Synopses & Reviews
Leo Marx is one of the major critics of American culture, technology, and literature, and his widely influential The Machine in the Garden (Oxford, 1964) is a classic of American literary criticism. In The Pilot and the Passenger, he brings together essays written over four decades that explore the interplay among literature, technology, and political ideology in the United States. Grouping the essays into three sections, Marx first examines major American writers, providing brilliant analyses of Melville, Thoreau, Twain, and Frost, which reveal the ways in which these writers defined the conflicts of our culture. The second section considers the larger controversies generated by science, technology, and urban industrialism. Marx concludes with a thought-provoking section on modern criticism, including a moving reminiscence of F.O. Matthiessen and a study of Susan Sontag's account of the Vietnam War, in which Marx analyzes the incompatible mix of pastoral and revolutionary fantasies that characterized the New Left of the 1960s. A provocative and insightful contribution to American studies, this book elucidates some of the chief paradoxes and conflicts that define the special quality of America's literature, politics, and people.
Synopsis
For over forty years, Leo Marx has studied American culture as a dialectical process, a fruitful contest between conflicting ways of seeing the world and expressing its meaning.

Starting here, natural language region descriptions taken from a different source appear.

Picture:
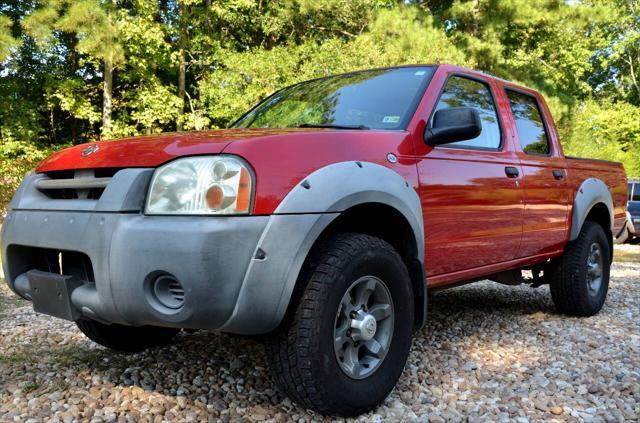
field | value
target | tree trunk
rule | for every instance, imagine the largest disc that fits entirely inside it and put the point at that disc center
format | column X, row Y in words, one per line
column 182, row 73
column 107, row 93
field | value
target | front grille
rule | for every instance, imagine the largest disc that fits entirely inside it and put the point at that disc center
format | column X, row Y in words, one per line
column 84, row 184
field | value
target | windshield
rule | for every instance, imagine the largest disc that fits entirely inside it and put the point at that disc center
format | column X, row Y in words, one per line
column 376, row 99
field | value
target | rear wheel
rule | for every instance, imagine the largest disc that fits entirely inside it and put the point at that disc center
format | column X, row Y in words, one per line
column 126, row 338
column 346, row 343
column 580, row 278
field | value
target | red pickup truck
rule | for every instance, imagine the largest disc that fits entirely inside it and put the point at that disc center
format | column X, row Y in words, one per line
column 320, row 219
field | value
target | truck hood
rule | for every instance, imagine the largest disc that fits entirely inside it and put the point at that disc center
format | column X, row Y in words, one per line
column 152, row 150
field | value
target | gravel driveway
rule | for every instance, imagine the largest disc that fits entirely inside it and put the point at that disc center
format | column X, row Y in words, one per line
column 489, row 352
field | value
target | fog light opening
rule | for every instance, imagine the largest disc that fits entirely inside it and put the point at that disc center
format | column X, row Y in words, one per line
column 168, row 291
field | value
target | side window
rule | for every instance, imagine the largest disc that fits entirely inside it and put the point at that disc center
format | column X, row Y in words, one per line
column 529, row 124
column 465, row 92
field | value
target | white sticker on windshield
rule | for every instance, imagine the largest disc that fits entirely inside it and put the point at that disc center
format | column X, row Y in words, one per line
column 391, row 119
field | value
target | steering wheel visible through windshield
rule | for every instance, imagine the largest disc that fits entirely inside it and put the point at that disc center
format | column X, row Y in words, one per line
column 375, row 99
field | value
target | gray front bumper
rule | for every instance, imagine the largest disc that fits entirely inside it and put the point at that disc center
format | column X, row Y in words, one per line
column 227, row 285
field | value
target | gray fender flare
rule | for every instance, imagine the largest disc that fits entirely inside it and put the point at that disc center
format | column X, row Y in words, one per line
column 591, row 192
column 297, row 223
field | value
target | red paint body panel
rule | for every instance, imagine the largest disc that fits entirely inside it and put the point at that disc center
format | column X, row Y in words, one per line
column 477, row 221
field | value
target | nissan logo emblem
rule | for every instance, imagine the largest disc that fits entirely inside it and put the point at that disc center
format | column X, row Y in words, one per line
column 90, row 150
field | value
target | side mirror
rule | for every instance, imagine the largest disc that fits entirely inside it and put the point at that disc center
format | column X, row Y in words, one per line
column 453, row 125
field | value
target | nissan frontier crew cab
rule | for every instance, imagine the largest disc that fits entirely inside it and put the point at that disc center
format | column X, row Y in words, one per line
column 319, row 219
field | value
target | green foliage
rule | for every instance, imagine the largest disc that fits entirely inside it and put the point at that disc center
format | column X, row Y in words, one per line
column 7, row 42
column 607, row 131
column 198, row 64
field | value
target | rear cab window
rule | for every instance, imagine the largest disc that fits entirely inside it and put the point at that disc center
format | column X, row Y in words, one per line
column 530, row 125
column 461, row 91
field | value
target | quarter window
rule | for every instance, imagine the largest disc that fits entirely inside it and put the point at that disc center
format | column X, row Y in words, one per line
column 465, row 92
column 529, row 124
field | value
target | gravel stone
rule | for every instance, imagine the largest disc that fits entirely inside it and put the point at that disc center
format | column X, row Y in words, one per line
column 488, row 353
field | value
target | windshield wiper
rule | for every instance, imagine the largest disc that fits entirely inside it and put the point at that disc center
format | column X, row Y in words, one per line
column 328, row 125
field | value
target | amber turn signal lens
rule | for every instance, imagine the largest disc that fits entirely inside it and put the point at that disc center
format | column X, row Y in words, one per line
column 215, row 197
column 244, row 192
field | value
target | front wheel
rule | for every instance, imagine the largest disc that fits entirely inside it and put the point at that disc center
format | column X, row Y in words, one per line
column 344, row 347
column 580, row 278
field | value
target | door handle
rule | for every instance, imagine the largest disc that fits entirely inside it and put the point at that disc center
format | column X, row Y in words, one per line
column 558, row 173
column 512, row 172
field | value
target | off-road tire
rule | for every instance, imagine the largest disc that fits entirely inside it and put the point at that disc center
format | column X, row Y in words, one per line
column 569, row 283
column 302, row 352
column 127, row 339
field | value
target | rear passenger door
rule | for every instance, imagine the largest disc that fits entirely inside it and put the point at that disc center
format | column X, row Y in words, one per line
column 471, row 201
column 544, row 177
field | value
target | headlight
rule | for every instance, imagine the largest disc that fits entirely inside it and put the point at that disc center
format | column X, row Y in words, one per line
column 201, row 185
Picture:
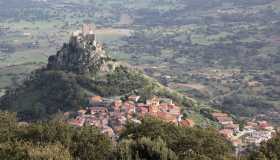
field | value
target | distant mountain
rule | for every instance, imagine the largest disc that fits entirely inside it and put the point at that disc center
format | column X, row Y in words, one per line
column 80, row 69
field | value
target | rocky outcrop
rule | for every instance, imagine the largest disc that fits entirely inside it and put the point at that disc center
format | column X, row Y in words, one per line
column 81, row 55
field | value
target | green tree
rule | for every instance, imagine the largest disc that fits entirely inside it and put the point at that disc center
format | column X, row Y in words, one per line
column 144, row 149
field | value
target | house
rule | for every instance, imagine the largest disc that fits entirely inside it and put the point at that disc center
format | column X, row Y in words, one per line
column 225, row 120
column 142, row 110
column 234, row 127
column 94, row 110
column 227, row 133
column 154, row 101
column 219, row 114
column 174, row 109
column 129, row 107
column 167, row 117
column 96, row 99
column 79, row 121
column 117, row 105
column 82, row 112
column 134, row 98
column 187, row 123
column 108, row 131
column 263, row 124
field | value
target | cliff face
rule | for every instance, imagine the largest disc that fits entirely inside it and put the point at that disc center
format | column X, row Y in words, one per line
column 81, row 55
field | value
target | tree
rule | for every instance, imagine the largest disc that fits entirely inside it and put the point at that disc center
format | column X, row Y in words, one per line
column 144, row 149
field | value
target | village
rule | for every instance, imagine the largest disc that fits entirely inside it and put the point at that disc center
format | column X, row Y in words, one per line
column 111, row 115
column 252, row 133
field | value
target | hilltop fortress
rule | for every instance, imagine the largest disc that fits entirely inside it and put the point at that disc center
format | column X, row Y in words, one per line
column 83, row 54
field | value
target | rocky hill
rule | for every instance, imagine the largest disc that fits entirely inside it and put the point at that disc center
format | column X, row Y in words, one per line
column 83, row 54
column 80, row 69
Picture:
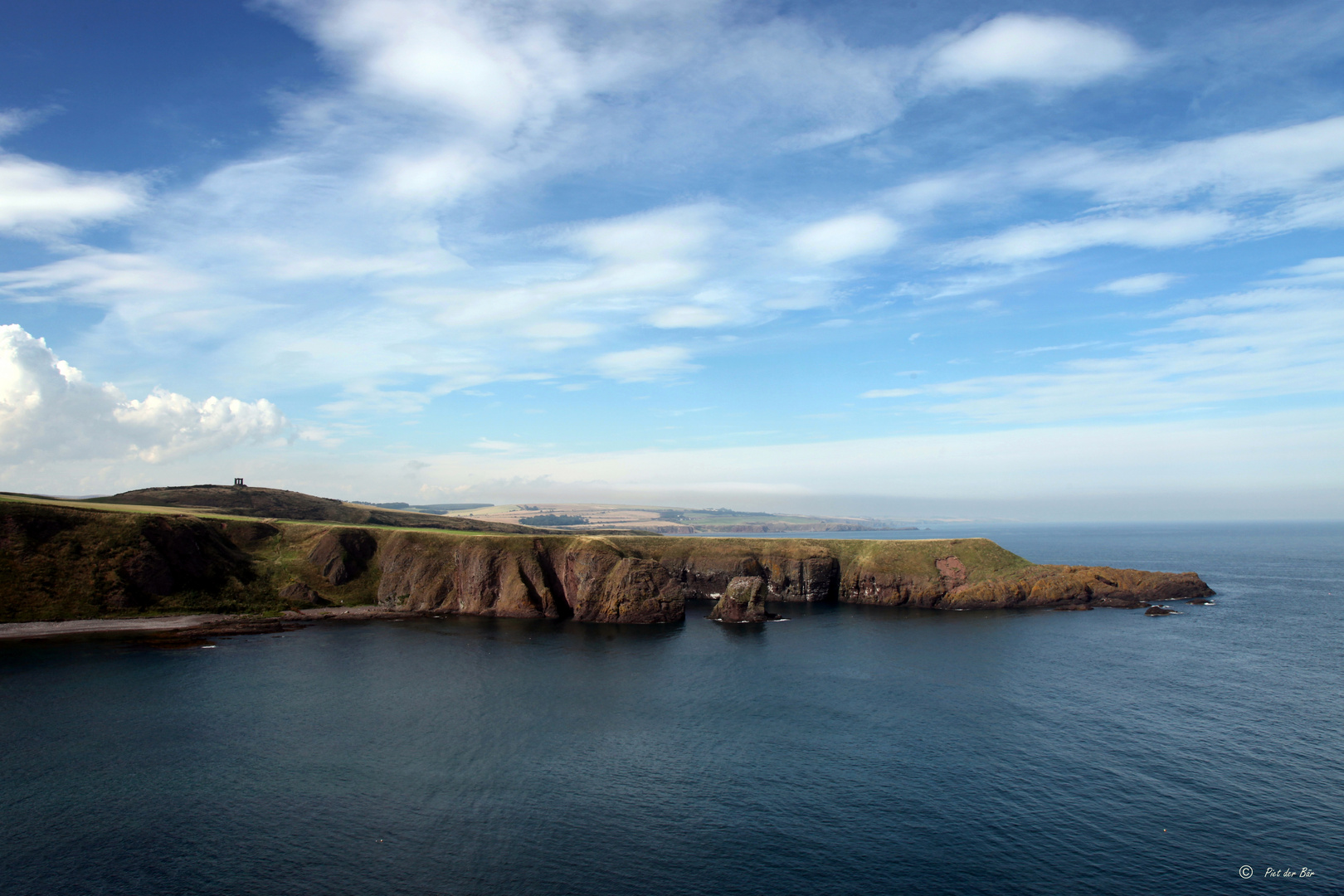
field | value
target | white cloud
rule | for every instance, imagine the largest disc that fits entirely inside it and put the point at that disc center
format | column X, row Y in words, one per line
column 1040, row 50
column 1031, row 242
column 17, row 119
column 689, row 316
column 47, row 411
column 38, row 197
column 644, row 364
column 1140, row 285
column 845, row 236
column 101, row 275
column 665, row 232
column 1316, row 270
column 1268, row 343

The Pilot and the Passenger, a collection of essays spanning Marx's career, explores the meaning of this contest as it makes itself felt in America's literature, technology, and cultural politics.

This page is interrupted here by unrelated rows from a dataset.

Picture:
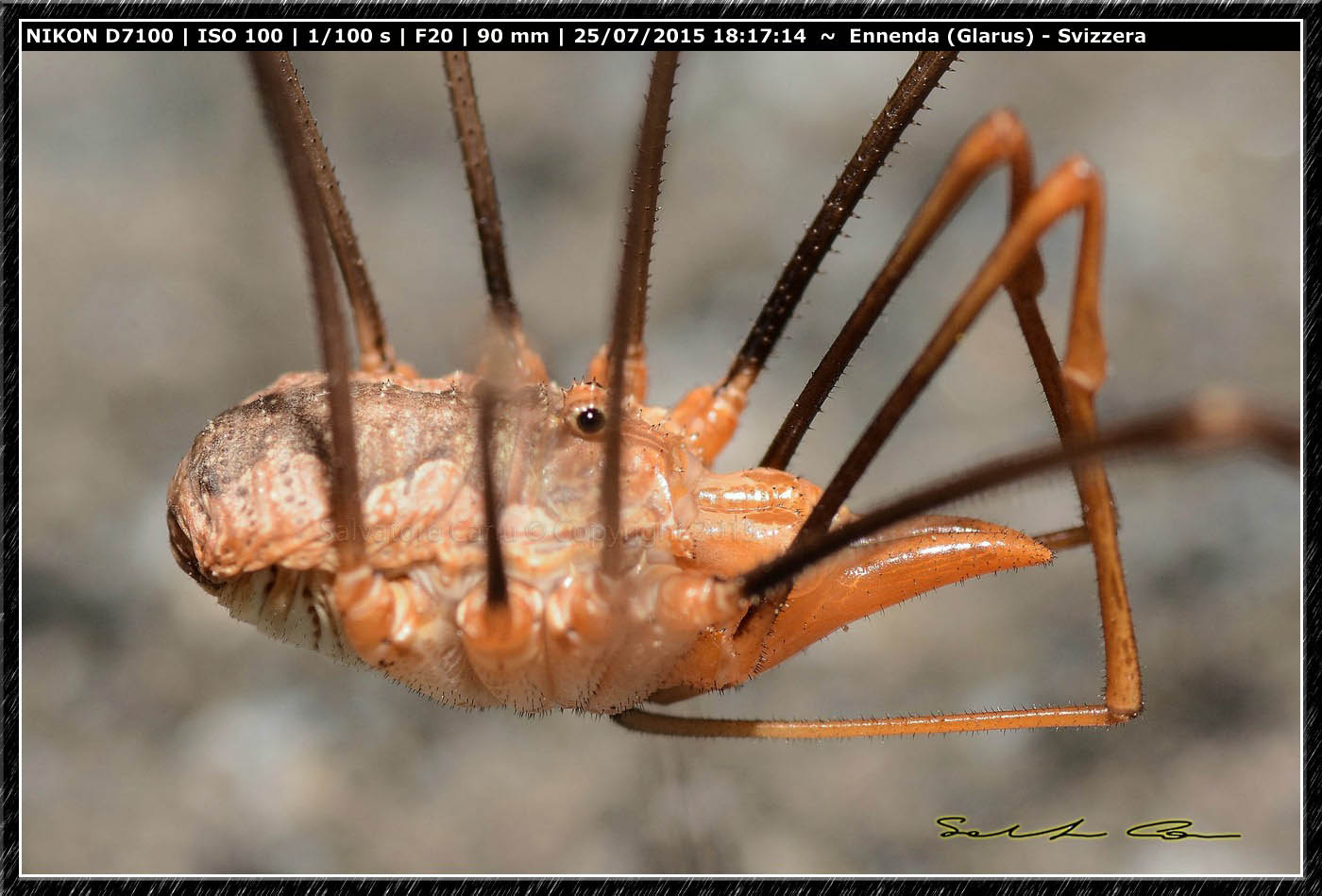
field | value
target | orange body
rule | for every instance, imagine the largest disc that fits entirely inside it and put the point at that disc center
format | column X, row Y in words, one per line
column 250, row 519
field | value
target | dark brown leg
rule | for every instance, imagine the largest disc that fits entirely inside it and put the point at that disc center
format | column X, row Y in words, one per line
column 707, row 415
column 374, row 350
column 1213, row 422
column 876, row 144
column 271, row 72
column 482, row 187
column 1000, row 139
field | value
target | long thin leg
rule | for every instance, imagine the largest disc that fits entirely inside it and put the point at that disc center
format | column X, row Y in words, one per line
column 709, row 414
column 1075, row 184
column 631, row 297
column 998, row 139
column 271, row 73
column 374, row 350
column 1213, row 422
column 878, row 143
column 491, row 237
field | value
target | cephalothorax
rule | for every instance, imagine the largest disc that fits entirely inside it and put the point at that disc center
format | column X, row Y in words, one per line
column 495, row 539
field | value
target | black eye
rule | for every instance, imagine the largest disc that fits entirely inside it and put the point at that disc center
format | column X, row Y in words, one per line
column 590, row 420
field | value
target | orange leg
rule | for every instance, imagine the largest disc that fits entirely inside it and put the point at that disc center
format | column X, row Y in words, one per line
column 1073, row 185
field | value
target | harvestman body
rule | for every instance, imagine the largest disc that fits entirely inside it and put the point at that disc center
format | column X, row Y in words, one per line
column 495, row 539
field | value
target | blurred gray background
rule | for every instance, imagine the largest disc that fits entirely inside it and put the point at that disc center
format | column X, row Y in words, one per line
column 162, row 281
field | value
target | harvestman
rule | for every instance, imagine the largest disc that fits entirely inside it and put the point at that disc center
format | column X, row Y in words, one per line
column 301, row 508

Marx first examines such major writers as Melville, Thoreau, Mark Twain, and Frost, revealing how each responded to the contraries of American culture. He then considers certain larger controversies generated by science, technology, and urban industrialism. He concludes with a section on modern criticism, including a moving reminiscence of F.O. Matthiessen and a study of Susan Sontag's account of the Vietnam War.
About the Author
About the Author:
Leo Marx is William R. Kenan, Jr. Professor of American Cultural History in the Program in Science, Technology, and Society at the Massachusetts Institute of Technology.